11 Jul 2023

The case against investing in US assets

I am a big proponent of global investing, but Indian investors must avoid US assets as much as they can.

I am supportive of buying US stocks as investment assets. In fact, a big chunk of my investment portfolio is US companies. But I recommend against buying those shares directly. If you simply buy US stocks through a US broker (or their Indian partners such as Vested, IndMoney, etc), you’ll be acquiring US domiciled assets. US domiciled assets are bad because they attract US estate tax. ETFs such as VOO and BND are also US domiciled, and should be avoided.

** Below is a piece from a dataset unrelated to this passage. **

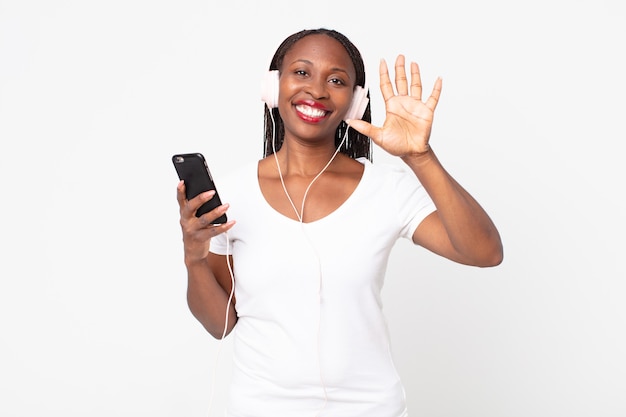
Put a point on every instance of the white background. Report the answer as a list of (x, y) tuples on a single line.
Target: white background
[(95, 97)]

The best way to buy US assets is through instruments that are domiciled in a country that does not collect unfair estate taxes. Any mutual fund sold by Indian AMCs, for example. Ireland domiciled ETFs are another option for those who are comfortable trading in markets outside India.

What is estate tax?

‘Estate tax’ by Nick Youngson CC BY-SA 3.0 Pix4free

Estate tax is the tax some countries collect when a deceased person’s assets are transferred to their legal heirs. If a US resident’s assets are passed to their heirs, assets worth up to 11 million US dollars are transferable without any tax. However, when transferring the assets of nonresident aliens, the US will start collecting taxes at mere 60,000 USD. The tax rate can go up to 40%. My estimation a few months ago was that there will be a tax liability of 3.4 crores INR while transferring a portfolio worth 10 crores INR. To be clear, this is not tax on the gains, but tax on the entire portfolio that is transferred!

But wait, the story gets worse. Even if you accept to pay this unfair tax, the transfer process won’t be quick. My employer has hired a firm to help with such transfers. (If I were to die tomorrow, my family can get assistance from this firm to transfer my assets to their names.) Even with this professional help, they are saying the transfer process can take up to 24 months. While this process is happening, all my US assets will be frozen. My family cannot sell these assets if there was an emergency. Nor can they maintain the portfolio by selling some shares to reduce risk.

My recommendation

Many investment platforms have made US investing extremely easy for Indian investors. While their offerings are great, it is prudent to stay away from them because the US is an unfair and unfriendly place for nonresident aliens like us.

FAQ: I am just 25 and single. Why should I worry about estate tax?

Whenever I talk about estate tax, someone young asks me this. “Why should I worry about estate tax?” The answer I give them is that, “I don’t plan on dying too, but death is inevitable and the time of death unpredictable.”

The main reason people ask this question is that they underestimate the longevity of their investment portfolio. If we are disciplined with investing, our retirement portfolio will last 50 to 80 years or even longer.

Our investment portfolios start small and humble. We don’t expect it to grow to 8 or 9 digit figures. But for most of us, the corpus will grow that big because we’ll be investing for 20, 30, or 40 years. And then we’ll retire and live off of that portfolio for the next 30 or 40 years. Do you want your spouse or your children to pay such a large sum to the US as tax? Especially when there are very good alternatives available, why should we make our families to go through this hassle?